More than any politician—or any other pop star—Taylor Swift has struck fear in the hearts of the enemies of LGBTQ equality.
Democratic candidates running for president have strongly denounced the White House’s opposition to the Equality Act, for example, the broad anti-discrimination bill that would protect LGBTQ people federally.
It was passed by the House earlier this year but Senate Majority Leader Mitch McConnell won’t allow a vote in the Senate. Beyond the White House’s initial opposition statement to the bill back in May, however, Democrats’ demands have been largely ignored.
But when Swift called out the Trump administration at the MTV Video Music Awards last Monday night, accepting the award for Video of the Year for her queer anthem, “You Need To Calm Down,” and asking the White House to respond to a petition she’d promoted supporting the Equality Act, the response came less than 24 hours later.
The White House’s gay deputy press secretary, Judd Deere, repeated the Trump administration line that it “supports equal treatment for all” but doesn’t support this bill because of “poison pills”—a bogus argument meant to cover up President Donald Trump’s bowing to religious extremists and their desire to discriminate based on their religious beliefs.
On Fox News, Kellyanne Conway tried to make light of Swift's clarion call by literally singing the lyrics to Swift’s song, while Fox And Friends—which has acted as an arm of the administration—brought on a guest who mocked Swift.
Even anti-LGBTQ evangelical leader and loyal Trump supporter Franklin Graham clearly felt he had to go into high dudgeon, accusing Swift of promoting,“the most crushing threat to religious liberty in our nation’s history.”
The immediate reactions were for good reason. The 29-year-old pop phenomenon who has sold more than 50 million albums has a massive fan base among a young demographic nationally—people who follow her lead. When Swift broke her silence on partisan politics and endorsed Democrats in 2018 in a post to her more than 112 million Instagram followers, a surge in voter registrations followed, enough to scare any seasoned GOP strategist.
Madonna, Lady Gaga and other recording artists and Hollywood figures have of course championed LGBTQ civil rights too—long before Swift—and have certainly influenced millions of Americans on the issue.
But unlike most of them, Swift didn’t rise up from an urban or counterculture music scene, which can be too easily marginalized by GOP politicians and voters. Rather she emerged out of red state America, within a comparatively traditional conservative music world.
Born in Pennsylvania, Swift moved to Nashville with her family as a teen. By the time Swift was 20 years old she became a country music sensation. Soon enough she had crossover hits that brought international stardom, widened her audience astronomically and helped her gain enormous influence.

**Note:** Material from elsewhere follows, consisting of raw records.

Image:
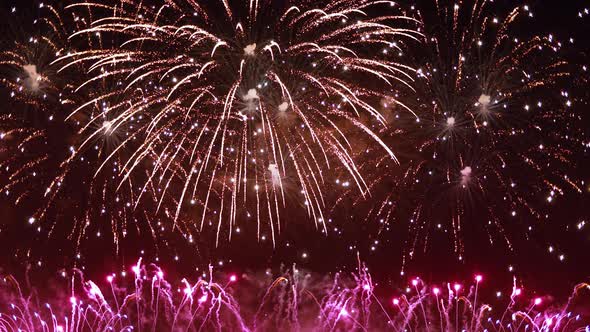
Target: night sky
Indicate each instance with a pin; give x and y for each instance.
(352, 228)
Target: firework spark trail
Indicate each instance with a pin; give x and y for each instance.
(493, 132)
(222, 107)
(294, 301)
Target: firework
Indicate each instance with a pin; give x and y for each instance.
(142, 298)
(218, 110)
(493, 141)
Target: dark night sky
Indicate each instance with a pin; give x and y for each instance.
(537, 268)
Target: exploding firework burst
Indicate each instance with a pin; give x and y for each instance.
(217, 104)
(492, 143)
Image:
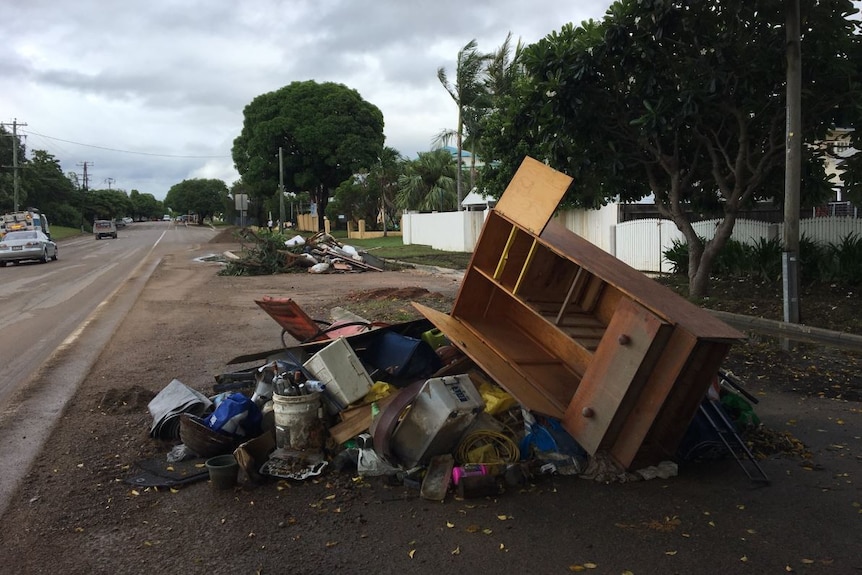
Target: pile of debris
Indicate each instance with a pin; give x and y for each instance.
(270, 253)
(555, 358)
(374, 399)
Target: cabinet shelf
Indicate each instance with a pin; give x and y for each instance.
(574, 333)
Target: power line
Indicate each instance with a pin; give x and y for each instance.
(123, 151)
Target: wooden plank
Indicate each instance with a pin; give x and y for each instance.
(674, 358)
(569, 295)
(505, 373)
(504, 257)
(532, 196)
(610, 375)
(659, 299)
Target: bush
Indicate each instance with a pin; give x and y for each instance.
(835, 263)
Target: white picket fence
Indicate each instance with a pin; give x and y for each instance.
(639, 243)
(642, 243)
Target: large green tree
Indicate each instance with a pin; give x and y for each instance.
(682, 100)
(327, 133)
(145, 206)
(205, 197)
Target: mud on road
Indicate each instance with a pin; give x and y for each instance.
(74, 512)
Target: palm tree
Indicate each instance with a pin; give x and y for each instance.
(428, 182)
(467, 91)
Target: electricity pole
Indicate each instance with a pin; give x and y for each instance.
(86, 180)
(280, 192)
(792, 169)
(16, 185)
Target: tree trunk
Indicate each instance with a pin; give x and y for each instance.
(458, 161)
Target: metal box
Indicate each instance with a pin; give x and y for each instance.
(339, 368)
(444, 408)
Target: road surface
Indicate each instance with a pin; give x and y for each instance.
(55, 318)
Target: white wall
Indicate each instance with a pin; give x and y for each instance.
(639, 243)
(448, 231)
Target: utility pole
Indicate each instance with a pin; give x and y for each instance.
(280, 192)
(16, 184)
(86, 182)
(792, 168)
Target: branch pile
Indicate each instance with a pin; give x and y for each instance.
(272, 253)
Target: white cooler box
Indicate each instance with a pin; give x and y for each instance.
(443, 410)
(338, 366)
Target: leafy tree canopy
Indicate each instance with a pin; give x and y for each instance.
(327, 133)
(145, 206)
(685, 101)
(205, 197)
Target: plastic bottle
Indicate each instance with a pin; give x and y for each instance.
(468, 470)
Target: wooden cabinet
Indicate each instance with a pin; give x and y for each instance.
(575, 334)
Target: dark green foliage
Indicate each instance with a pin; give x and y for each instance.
(842, 262)
(677, 255)
(761, 261)
(326, 132)
(201, 196)
(839, 263)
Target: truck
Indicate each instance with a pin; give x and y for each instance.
(29, 219)
(104, 229)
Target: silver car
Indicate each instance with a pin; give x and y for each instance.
(27, 245)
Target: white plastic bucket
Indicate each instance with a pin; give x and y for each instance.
(297, 424)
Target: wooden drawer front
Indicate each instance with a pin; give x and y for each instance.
(613, 380)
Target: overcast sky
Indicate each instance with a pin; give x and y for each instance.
(152, 92)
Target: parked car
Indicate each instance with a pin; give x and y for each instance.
(104, 229)
(27, 245)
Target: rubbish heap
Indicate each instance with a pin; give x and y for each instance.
(270, 253)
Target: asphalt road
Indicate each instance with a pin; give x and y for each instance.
(55, 318)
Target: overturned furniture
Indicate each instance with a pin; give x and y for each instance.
(576, 334)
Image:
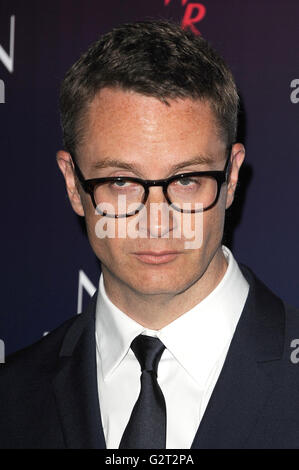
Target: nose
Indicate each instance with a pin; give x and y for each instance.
(157, 220)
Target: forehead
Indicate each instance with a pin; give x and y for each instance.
(126, 124)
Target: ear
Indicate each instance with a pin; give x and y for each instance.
(236, 159)
(65, 164)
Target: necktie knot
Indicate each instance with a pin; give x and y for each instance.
(148, 351)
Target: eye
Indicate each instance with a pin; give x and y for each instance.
(185, 181)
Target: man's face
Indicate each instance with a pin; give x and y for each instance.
(153, 139)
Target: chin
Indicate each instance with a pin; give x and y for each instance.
(158, 284)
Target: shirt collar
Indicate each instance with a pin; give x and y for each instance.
(196, 339)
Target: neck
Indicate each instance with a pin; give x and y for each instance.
(156, 311)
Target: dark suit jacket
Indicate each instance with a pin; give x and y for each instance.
(49, 397)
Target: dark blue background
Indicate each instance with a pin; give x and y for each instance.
(43, 245)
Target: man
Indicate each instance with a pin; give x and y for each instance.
(179, 347)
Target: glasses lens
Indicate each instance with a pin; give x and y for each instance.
(118, 198)
(193, 193)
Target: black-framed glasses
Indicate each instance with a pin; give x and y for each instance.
(124, 196)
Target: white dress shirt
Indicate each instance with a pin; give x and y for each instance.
(196, 347)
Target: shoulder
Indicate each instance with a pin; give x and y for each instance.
(267, 298)
(39, 357)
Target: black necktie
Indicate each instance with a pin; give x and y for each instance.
(146, 428)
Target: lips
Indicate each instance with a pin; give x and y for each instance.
(157, 257)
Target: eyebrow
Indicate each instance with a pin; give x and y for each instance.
(115, 163)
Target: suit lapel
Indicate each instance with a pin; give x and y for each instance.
(248, 376)
(75, 385)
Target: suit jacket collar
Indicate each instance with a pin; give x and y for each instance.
(245, 382)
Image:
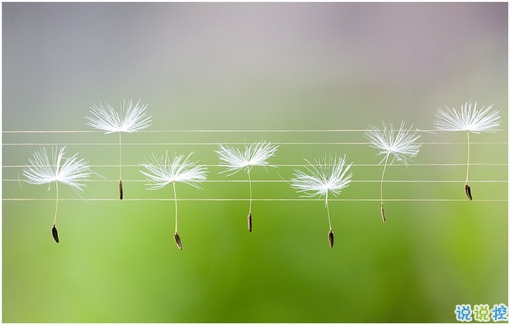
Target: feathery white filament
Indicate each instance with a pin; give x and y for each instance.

When Swift spoke out against Republican candidates in 2018, Trump’s response revealed Swift’s superpowers. Just about every well-known woman who crosses Trump, after all, is vilified by him in misogynistic tirades.
But Trump’s only response to Swift was that he would “like Taylor’s music about 25% less now.”

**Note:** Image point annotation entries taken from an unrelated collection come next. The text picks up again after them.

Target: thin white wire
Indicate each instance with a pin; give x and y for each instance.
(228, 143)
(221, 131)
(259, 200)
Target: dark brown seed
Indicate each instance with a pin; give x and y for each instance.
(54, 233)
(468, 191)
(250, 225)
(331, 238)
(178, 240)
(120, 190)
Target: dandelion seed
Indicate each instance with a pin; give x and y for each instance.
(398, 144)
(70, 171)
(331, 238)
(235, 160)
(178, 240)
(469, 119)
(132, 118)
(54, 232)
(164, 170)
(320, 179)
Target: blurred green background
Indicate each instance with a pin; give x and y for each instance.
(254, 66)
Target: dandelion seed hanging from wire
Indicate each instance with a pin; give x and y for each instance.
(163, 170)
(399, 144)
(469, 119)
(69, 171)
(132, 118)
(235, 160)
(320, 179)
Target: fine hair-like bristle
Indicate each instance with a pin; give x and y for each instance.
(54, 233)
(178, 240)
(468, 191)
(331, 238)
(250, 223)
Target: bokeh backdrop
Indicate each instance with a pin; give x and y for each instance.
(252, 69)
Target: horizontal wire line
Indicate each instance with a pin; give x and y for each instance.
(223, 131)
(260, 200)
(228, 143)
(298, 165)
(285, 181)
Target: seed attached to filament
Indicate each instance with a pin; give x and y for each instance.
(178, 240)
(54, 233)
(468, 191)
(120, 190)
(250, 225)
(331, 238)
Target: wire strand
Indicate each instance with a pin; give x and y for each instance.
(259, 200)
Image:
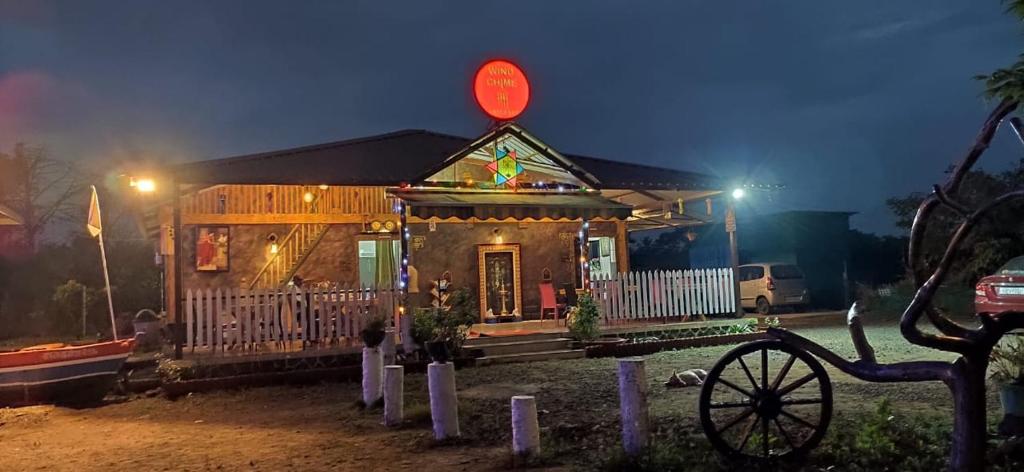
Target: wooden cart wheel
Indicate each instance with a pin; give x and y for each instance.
(766, 401)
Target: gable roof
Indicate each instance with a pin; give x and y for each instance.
(404, 157)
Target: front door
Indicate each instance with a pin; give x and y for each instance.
(501, 290)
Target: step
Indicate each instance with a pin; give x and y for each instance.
(532, 356)
(484, 340)
(519, 347)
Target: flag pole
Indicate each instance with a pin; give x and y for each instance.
(107, 279)
(96, 229)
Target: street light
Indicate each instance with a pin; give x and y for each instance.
(143, 185)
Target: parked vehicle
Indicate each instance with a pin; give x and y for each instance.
(764, 286)
(1001, 291)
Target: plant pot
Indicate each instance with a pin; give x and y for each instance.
(1012, 397)
(372, 338)
(440, 351)
(605, 342)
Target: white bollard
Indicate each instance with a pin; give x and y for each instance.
(393, 392)
(633, 404)
(525, 429)
(373, 375)
(388, 346)
(443, 404)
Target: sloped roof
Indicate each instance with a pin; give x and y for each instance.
(402, 157)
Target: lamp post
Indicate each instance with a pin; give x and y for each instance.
(730, 228)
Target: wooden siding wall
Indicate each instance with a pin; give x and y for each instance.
(253, 200)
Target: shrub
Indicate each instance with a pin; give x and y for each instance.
(1008, 361)
(445, 325)
(584, 320)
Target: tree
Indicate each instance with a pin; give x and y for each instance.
(40, 188)
(995, 240)
(930, 268)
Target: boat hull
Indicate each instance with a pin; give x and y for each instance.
(72, 376)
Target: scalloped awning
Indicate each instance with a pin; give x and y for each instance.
(515, 206)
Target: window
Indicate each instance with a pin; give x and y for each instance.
(602, 257)
(753, 272)
(785, 271)
(378, 262)
(1014, 267)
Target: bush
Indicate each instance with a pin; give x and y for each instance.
(1008, 361)
(446, 325)
(583, 320)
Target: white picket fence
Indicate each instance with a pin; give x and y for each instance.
(664, 294)
(243, 318)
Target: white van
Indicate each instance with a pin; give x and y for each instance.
(764, 286)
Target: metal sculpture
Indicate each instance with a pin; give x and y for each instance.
(748, 413)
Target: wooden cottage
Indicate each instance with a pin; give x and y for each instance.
(505, 215)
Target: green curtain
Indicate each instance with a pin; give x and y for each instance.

For Trump, that was about as respectful—and careful—as you get. Sen. Corey Booker, Senator Elizabeth Warren and other Democratic presidential candidates signed Swift’s petition to the White House on the Equality Act earlier this summer, acknowledging her power and might, following her lead rather than the other way around.
Some inside and outside the LGBTQ community have questioned the sincerity of Swift's advocacy, raising concerns that she’s profiting from it or, in the case of the “Calm Down” video, which is filled with queer icons and rainbow flags, engaging in appropriation. That has often been claimed about Madonna, Gaga and others too.
Whatever the case, Swift is also giving major heartburn to the enemies of equality. It’s true that embracing celebrities as leaders on causes can be a double-edged sword—we have only to look to Jussie Smollett on that, after all—and activists should be wary and know when to create distance. But when someone is giving you an enormous platform, you don’t turn it down.
And in this case that platform extends right into the GOP and the voters Trump covets. When the White House must continually repeat that it supports “equal treatment for all” but that the Equality Act has “poison pills” that “undermine parental and conscience rights,” it draws the ridiculousness of the argument—and its political calculus—out into the open.
The Trump campaign’s goal is to appease suburban straight voters who are repelled by blatant bigotry—and that includes many that are part of the huge Swift fan base—while not deviating from evangelical leaders demands. As Swift herself said in an open letter back in June, however, you can’t claim to support equality while supporting discrimination.
She articulates that point repeatedly and loudly—enough to make them jumpy in the White House and on the religious right. That’s why, for them, perhaps more than anyone else on the issue, Swift represents a clear and present danger.